До третьих петухов - стр. 3
А не узнали мы тень Достоевского, потому что уж больно «простовато» глядит шукшинский герой и слишком в нем еще много крепкой природной жизни и, в отличие от Достоевских сумерек, все будто в полдень происходит – летит и переливается, сверкает и поет, и все через край и вперебор. Да и, по традиции, у нас за мужиками иные, некрасовско-толстовские да тургеневские добродетели числились, а не доискивание жизненных смыслов.
«Ведь отчего так много дерьма в жизни: сделал один человек другому доброе дело, а тот завернул оглобли – и поминай как звали… А потом скулим: плохо жить!» – это Ефим Валиков из рассказа «Суд».
«…Ду ю спик инглиш, сэр? А как насчет картошки дров поджарить? Лескова надо читать, Лескова! Еще Лескова не прочитали, а уж… слюни насчет неореализма пустили. Лескова, Чехова, Короленку… Потом Толстого, Льва Николаевича», – а это «психопат» Сергей Иванович Кудряшов.
«Вообще грустно, дед. Почему так? Ничего неохота… как это… как свидетель. Я один раз свидетелем был: один другому дал по очкам… И вот сижу я на суде и не могу понять: а я-то зачем здесь?» – это Иван из рассказа «В профиль и анфас».
«Вот у тебя все есть – руки, ноги… <…> Но у человека есть также – душа. Вот она, здесь, – болит! – Максим показывал на грудь. – Я же не выдумываю! Я элементарно чувствую – болит». Это Максим Яриков («Верую!»).
Я нарочно выписываю именно эти косноязычные невнятности, это, на «интеллигентный взгляд», растительное страдание, которое вроде и страданием-то не назовешь, но это оно, оно. Гонит мужика тоска, гнетет «незаполненная», хлябающая душа. Все время какой-то зазор остается, злая пустота покоя не дает. Тонкости тут мало, но боль-то, может, и поострее интеллектуальной, потому что причины не знает и в слова не облекается (чеховскому-то да и Достоевскому страдальцу иногда довольно того, что он возьмет да и хорошо сформулирует свою боль и уж этим и развеет или хоть поослабит ее – красота-матушка по своему внутреннему милосердию спасет). А этим куда податься? Попали в какое-то «межеумье», и пошло-поехало. Мачеха-история, о которой они и думать не думают, выбила их из здравого порядка жизни, отняла наследованную жизнь. И вот они маются по тюрьмам, как Степка из одноименного рассказа или Егор Прокудин из если не читанной, то всеми виденной «Калины красной», и дерутся, и плачут, и никому вокруг не дают покоя.
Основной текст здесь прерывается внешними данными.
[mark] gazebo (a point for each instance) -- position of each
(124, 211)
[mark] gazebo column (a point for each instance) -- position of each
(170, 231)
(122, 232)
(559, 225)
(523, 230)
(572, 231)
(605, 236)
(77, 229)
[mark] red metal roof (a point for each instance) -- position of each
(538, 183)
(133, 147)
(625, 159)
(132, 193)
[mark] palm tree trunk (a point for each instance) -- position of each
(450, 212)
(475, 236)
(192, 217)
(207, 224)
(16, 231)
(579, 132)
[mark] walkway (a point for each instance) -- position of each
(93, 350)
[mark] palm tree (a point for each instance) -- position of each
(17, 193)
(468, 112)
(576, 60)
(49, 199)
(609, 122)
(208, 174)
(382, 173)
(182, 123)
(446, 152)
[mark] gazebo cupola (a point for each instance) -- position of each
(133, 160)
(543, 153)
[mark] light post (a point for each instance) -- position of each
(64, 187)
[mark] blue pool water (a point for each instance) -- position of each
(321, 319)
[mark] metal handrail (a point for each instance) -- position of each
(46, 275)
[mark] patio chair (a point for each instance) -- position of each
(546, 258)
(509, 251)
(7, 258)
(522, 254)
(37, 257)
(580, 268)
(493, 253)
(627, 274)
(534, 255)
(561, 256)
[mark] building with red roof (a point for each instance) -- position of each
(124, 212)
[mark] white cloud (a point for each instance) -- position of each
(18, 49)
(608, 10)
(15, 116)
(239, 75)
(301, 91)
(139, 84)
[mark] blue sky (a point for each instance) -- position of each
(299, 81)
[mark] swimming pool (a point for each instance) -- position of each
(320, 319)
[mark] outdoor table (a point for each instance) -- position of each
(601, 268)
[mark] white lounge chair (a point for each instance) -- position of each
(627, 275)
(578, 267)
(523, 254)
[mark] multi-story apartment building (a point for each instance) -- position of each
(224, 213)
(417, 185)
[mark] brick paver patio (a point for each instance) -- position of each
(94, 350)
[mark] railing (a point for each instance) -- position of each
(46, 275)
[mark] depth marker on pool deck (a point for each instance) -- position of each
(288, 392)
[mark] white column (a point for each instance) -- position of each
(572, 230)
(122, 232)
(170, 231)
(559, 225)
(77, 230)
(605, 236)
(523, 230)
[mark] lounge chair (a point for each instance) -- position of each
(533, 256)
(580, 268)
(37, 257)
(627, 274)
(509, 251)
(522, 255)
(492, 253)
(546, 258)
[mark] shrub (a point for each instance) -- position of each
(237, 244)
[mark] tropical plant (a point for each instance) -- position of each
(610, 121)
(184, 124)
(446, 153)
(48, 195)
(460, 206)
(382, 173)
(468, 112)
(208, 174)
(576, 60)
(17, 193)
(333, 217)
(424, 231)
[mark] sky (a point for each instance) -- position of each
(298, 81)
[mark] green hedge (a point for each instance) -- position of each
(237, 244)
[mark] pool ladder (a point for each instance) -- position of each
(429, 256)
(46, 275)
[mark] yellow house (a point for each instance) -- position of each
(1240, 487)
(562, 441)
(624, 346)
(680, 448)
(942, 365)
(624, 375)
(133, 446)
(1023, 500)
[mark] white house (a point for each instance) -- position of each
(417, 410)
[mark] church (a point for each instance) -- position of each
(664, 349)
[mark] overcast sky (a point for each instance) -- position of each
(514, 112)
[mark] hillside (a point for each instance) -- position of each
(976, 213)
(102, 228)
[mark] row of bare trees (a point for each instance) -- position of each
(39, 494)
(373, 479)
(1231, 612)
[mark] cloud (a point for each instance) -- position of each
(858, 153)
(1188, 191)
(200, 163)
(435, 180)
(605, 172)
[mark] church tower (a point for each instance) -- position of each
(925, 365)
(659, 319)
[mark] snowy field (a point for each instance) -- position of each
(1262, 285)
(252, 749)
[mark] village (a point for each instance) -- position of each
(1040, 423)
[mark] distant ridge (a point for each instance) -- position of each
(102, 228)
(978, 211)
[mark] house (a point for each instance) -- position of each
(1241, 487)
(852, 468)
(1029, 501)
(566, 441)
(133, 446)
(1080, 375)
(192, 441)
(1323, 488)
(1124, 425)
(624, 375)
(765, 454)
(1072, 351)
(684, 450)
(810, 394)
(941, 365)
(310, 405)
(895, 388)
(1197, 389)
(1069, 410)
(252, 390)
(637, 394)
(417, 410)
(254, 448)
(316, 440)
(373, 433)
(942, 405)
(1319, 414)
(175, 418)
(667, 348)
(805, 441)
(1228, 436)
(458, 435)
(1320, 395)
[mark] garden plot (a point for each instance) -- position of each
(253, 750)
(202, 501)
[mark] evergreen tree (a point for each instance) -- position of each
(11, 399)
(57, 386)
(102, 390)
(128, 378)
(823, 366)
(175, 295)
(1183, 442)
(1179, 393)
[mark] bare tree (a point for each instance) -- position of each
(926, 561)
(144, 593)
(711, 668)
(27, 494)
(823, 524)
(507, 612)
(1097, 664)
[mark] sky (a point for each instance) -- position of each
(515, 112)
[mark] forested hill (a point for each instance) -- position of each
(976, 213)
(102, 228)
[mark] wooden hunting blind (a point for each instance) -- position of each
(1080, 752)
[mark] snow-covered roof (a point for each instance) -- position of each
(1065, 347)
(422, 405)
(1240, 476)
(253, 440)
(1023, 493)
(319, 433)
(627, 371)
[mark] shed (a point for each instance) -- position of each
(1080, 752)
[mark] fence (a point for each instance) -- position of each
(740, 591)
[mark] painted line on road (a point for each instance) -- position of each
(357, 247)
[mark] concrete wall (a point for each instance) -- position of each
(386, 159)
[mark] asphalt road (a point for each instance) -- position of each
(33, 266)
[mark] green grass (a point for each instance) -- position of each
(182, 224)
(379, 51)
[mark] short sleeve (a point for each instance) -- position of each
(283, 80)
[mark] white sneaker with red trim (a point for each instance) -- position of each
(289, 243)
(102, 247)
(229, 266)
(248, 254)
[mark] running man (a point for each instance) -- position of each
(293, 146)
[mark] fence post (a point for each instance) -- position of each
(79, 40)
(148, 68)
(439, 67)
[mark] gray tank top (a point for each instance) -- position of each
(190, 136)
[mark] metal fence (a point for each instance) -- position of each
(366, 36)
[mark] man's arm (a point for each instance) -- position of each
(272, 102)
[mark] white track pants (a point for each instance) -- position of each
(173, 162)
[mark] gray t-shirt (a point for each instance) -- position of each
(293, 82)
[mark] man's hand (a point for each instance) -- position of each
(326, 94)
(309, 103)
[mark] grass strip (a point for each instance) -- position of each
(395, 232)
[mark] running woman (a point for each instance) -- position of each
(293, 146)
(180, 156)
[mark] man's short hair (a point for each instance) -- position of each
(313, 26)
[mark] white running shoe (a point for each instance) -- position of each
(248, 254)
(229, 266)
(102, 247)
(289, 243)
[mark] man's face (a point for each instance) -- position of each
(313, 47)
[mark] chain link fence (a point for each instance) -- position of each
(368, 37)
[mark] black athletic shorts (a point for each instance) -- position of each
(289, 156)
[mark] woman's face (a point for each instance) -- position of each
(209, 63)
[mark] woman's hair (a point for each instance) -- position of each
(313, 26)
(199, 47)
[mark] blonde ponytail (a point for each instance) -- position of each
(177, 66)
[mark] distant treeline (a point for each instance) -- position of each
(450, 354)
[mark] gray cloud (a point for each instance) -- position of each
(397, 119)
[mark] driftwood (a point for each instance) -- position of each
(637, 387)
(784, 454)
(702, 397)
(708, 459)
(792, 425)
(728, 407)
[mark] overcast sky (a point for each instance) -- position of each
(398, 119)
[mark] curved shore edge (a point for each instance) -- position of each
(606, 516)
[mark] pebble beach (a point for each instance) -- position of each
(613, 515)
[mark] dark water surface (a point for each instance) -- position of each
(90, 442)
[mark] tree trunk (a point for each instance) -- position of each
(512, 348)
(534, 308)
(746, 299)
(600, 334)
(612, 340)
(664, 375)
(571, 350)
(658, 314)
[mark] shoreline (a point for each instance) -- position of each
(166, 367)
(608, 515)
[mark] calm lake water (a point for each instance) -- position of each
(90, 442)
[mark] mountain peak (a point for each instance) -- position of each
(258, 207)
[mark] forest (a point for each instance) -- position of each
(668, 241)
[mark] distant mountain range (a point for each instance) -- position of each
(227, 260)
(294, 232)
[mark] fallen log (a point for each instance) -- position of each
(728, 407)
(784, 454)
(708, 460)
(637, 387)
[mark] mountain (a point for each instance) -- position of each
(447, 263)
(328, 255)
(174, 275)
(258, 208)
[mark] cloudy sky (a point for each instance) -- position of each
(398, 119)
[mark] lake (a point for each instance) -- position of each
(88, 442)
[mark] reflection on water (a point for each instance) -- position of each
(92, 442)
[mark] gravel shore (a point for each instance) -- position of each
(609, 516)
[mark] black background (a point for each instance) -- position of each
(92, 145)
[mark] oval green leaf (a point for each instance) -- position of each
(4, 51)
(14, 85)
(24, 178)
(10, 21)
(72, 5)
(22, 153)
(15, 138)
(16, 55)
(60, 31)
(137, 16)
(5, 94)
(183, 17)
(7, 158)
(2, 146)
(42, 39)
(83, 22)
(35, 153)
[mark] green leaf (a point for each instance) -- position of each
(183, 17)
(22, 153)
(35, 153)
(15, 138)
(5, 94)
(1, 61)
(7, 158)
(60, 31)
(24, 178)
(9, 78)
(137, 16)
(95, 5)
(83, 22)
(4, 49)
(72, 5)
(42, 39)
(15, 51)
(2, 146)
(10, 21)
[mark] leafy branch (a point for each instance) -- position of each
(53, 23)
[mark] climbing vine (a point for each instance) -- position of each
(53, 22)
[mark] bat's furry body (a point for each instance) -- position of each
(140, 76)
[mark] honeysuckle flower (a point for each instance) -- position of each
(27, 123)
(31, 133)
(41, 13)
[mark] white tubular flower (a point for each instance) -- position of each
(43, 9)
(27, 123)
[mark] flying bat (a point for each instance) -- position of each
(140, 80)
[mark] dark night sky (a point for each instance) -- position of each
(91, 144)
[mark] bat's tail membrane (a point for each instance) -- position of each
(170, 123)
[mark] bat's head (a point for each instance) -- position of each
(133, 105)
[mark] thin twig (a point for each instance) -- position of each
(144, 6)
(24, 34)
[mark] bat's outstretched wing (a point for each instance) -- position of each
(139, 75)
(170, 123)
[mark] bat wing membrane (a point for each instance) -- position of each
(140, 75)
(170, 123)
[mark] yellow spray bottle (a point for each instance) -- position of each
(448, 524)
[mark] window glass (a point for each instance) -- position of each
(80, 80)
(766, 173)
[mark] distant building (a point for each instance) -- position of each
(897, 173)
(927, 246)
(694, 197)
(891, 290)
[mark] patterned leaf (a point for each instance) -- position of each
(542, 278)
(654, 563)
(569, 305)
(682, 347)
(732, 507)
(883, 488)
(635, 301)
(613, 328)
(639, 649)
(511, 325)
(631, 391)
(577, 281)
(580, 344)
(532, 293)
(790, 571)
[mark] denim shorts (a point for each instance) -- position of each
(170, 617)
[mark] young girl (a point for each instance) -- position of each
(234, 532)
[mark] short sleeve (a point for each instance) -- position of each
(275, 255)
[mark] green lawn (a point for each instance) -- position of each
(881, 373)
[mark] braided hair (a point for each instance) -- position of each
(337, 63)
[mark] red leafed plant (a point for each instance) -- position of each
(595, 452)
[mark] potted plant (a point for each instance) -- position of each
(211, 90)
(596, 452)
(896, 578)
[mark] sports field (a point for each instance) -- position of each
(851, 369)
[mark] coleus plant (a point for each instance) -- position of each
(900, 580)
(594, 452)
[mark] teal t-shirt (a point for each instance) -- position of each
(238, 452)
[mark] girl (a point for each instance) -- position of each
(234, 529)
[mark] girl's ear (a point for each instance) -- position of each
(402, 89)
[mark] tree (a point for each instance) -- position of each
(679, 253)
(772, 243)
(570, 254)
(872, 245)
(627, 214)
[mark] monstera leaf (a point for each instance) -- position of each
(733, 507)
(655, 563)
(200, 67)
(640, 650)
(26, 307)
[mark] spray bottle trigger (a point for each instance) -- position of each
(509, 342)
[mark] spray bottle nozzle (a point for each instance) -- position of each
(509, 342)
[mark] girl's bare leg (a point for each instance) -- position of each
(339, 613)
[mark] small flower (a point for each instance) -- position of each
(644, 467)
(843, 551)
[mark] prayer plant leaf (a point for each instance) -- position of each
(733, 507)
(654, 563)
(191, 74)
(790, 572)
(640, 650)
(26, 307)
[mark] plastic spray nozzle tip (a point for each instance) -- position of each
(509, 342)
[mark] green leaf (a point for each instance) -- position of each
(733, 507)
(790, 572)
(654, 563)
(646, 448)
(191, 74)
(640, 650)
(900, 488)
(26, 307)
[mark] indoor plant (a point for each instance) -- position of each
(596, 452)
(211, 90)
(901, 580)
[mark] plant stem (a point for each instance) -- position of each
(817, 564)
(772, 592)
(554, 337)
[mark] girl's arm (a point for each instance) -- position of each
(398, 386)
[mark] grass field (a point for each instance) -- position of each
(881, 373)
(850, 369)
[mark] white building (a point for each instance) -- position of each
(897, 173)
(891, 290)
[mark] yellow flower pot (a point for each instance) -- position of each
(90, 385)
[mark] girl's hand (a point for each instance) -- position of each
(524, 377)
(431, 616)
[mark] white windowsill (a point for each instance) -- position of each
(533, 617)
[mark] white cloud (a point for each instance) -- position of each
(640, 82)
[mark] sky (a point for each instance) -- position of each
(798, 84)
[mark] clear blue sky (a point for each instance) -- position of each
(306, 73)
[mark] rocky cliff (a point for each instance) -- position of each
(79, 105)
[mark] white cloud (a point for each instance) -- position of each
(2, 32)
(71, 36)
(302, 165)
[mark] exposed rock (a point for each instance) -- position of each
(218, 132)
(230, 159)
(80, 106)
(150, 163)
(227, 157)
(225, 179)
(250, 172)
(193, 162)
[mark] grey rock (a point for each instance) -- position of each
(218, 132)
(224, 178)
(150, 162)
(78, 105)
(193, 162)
На месте не постоят. Все им мало, надо, чтобы сила и воля во весь размах, в полный русский простор.
Он это, он – простор наш, бескрайность русская горит в каждой шукшинской душе. Герой тоже, поди, всеми виденных «Печек-лавочек» не зря в конце в родных шукшинских Сростках, на родной его горе Пикете, сидит. Оттуда как раз всю Россию видать. Каждый год, бывало, я любил ездить на чтения для этого лучшего мига – встать там на вершине и поглядеть вокруг. Все его герои отсюда, с Пикета, все тут себе душу открывали и потом никак уже равного ничего не находили: все тесно. Тут бы лететь только, а жизнь все норовит в рамочку вставить, в быт запереть, в «моральный кодекс», выписанный на доску у колхозного правления.